いつも翻訳と紹介をありがとうございます。
この二人が揃うと絶好調すぎて、何を信じていいのか迷いますね!

たしかに以前、最初に会ったときがカンヌで、ヴィゴはかなり酔っ払っていて覚えていないというのは、読んだ気がしますが、

>VM ああ、もしも知っていたら!
>DC 私にこう言ったんだ「あなたの映画が大好きです。」

これって、ヴィゴがクローネンバーグ監督作品を見てもいないのに調子に乗って、大好きだといったんでしょうか。それともヴィゴが覚えていないことをいいことに、監督がホラを吹いているのでしょうか(笑)

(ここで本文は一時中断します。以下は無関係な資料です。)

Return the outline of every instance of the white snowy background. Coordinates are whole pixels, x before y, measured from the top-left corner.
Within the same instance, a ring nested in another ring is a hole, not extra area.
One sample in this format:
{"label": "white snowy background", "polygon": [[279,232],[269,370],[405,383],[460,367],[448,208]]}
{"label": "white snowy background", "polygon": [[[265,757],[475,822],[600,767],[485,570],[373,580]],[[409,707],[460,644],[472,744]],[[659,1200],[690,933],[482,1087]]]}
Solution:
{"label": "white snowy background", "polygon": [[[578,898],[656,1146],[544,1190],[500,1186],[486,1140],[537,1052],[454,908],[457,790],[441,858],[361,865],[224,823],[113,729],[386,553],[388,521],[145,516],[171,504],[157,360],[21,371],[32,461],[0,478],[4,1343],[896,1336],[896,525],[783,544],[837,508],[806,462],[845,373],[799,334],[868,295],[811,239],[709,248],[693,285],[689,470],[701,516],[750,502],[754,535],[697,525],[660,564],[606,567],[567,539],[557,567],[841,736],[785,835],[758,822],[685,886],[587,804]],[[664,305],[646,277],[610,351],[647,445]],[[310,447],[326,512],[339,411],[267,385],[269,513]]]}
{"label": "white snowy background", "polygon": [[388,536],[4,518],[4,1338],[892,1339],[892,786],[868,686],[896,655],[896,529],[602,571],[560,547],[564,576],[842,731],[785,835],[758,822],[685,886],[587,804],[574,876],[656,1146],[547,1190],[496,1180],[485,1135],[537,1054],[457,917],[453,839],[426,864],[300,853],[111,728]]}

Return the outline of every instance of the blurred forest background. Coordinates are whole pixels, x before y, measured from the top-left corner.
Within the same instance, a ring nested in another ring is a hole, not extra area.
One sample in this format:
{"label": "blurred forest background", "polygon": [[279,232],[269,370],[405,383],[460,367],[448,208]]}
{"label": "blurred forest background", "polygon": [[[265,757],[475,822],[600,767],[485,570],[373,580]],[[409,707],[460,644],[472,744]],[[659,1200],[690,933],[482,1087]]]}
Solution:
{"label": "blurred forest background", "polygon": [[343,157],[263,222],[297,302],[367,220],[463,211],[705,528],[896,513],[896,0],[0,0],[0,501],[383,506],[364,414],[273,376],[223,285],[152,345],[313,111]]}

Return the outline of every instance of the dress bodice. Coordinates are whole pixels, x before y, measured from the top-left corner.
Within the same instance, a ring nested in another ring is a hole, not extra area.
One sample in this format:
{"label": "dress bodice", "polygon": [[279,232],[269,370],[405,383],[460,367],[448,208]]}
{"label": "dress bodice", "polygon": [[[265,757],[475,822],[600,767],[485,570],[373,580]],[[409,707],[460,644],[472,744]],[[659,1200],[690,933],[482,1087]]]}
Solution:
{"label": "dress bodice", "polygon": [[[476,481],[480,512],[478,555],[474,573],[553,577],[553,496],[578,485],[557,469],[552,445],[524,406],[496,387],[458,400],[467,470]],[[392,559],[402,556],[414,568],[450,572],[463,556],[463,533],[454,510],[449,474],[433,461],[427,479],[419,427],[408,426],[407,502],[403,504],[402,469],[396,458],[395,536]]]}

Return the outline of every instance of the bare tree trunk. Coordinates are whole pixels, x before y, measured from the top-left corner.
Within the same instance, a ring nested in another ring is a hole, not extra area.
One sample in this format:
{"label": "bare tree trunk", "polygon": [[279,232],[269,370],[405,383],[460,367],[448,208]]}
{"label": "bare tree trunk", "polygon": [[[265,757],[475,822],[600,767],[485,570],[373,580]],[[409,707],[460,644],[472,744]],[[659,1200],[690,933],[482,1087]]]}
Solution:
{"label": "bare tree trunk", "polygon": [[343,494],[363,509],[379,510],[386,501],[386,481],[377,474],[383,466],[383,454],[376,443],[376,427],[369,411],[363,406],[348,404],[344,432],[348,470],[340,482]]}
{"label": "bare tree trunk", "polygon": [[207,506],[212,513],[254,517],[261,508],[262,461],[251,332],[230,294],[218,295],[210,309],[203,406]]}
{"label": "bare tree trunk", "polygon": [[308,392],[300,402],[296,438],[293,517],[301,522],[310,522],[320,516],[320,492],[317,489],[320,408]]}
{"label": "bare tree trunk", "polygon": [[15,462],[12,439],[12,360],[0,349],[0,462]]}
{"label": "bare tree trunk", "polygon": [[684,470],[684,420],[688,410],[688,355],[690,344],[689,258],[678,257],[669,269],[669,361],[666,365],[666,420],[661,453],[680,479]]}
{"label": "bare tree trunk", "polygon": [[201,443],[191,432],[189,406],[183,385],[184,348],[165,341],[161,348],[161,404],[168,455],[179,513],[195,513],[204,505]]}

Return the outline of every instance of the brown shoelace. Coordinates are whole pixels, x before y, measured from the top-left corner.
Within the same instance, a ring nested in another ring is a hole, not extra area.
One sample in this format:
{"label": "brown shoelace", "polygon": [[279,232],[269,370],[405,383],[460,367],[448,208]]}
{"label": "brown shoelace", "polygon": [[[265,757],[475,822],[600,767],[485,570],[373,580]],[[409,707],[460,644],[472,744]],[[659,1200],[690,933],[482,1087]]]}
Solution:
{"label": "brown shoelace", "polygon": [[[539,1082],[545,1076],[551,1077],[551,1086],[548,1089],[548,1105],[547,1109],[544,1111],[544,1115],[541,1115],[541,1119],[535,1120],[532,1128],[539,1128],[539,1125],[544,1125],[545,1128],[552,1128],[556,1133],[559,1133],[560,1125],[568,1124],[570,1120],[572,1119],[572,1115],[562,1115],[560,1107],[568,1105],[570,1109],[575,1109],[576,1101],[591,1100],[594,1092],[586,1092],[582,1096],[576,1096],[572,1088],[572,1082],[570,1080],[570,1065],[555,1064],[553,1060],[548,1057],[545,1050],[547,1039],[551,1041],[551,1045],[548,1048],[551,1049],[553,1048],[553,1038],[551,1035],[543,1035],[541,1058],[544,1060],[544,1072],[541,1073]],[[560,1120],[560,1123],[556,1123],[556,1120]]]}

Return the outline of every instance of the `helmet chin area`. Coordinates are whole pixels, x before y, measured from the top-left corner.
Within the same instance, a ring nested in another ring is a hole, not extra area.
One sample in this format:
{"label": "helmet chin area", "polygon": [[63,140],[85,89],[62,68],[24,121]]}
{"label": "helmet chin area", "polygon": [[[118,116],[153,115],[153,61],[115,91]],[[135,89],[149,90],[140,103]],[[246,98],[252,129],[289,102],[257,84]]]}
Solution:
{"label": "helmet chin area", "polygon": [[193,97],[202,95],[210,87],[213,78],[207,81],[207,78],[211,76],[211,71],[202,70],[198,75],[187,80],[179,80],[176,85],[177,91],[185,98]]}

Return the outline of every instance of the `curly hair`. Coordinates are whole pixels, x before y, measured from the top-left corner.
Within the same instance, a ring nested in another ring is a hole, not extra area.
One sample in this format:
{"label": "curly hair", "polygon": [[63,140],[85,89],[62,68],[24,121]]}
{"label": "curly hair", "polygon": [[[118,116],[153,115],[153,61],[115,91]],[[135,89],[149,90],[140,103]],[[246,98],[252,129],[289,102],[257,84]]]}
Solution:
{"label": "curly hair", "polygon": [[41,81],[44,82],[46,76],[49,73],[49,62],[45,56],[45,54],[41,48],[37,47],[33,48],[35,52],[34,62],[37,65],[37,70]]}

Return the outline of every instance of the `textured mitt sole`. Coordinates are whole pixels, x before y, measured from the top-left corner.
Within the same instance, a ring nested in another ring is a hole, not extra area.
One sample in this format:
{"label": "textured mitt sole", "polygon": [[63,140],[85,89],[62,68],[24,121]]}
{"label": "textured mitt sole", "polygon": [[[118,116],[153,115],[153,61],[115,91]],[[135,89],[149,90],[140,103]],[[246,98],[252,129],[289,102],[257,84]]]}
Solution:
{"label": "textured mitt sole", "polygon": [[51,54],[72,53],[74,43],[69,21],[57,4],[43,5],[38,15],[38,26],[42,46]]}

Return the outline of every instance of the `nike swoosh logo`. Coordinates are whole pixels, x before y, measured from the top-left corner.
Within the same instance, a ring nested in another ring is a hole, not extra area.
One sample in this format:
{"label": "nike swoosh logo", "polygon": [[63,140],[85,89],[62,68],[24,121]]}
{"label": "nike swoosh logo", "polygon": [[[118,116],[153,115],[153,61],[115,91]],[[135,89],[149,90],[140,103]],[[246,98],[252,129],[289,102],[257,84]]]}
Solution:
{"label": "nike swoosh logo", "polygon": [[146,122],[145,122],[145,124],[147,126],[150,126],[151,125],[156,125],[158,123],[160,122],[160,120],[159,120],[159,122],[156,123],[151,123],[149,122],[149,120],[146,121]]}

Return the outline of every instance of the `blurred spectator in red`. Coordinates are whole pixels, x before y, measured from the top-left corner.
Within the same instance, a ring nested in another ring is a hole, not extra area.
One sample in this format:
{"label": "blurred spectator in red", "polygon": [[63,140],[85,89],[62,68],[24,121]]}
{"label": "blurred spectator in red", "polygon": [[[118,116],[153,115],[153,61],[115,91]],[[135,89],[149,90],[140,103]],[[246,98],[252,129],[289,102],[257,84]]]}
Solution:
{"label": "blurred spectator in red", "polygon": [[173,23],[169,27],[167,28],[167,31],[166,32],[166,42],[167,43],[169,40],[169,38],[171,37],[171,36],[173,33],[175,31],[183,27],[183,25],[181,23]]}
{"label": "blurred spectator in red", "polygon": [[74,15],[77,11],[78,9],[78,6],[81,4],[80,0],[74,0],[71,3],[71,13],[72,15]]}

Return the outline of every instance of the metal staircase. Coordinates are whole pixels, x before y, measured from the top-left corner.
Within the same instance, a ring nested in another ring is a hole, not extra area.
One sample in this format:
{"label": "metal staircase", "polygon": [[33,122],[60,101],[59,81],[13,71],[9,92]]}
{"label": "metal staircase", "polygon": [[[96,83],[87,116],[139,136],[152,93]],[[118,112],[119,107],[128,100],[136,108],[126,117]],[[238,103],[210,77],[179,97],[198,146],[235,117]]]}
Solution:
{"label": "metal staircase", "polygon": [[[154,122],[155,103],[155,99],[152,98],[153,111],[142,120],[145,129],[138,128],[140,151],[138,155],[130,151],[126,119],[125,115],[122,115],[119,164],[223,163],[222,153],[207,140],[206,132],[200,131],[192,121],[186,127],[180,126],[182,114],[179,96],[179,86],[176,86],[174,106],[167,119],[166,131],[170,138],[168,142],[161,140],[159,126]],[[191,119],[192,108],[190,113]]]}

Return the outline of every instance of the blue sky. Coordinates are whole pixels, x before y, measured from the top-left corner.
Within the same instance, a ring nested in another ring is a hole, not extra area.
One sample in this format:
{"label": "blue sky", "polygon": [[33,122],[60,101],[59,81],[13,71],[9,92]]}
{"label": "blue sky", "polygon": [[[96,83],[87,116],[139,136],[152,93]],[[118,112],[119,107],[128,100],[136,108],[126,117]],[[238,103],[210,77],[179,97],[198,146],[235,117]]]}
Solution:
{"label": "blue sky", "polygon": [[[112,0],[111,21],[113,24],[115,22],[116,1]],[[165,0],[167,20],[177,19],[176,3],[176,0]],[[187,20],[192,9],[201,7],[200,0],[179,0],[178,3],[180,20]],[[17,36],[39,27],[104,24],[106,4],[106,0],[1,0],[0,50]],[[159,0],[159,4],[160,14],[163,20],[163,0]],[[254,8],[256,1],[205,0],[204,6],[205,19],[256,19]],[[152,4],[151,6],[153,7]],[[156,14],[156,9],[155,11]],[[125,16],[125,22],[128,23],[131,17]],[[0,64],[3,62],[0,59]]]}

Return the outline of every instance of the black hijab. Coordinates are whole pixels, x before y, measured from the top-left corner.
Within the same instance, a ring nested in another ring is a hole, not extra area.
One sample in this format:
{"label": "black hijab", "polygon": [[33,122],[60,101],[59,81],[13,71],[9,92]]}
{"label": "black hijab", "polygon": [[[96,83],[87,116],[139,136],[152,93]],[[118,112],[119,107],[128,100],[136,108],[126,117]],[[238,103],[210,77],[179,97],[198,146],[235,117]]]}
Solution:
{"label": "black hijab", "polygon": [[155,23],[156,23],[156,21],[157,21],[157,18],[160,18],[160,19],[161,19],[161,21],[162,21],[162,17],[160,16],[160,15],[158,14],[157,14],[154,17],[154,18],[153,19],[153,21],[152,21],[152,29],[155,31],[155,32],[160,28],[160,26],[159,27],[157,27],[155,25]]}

>毎晩、彼はバスハウスに出かけてはチェチェン人と殴り合いをしていたんだ!

もうほんとに(笑)

投稿: marie | 2007.11.13 01:40

marieさん
>最初に会ったときがカンヌで、ヴィゴはかなり酔っ払っていて覚えていないというのは、読んだ気がしますが、

ああ、なるほど、酔っ払ってて覚えてなかったんですね(笑)。

ヴィゴはかなりいろいろな映画を見ているようなので、クローネンバーグの作品を見てないということはないと思うんですけど。

この二人の話は、眉につばつけて聞かないと、平気で大法螺を吹きますからね。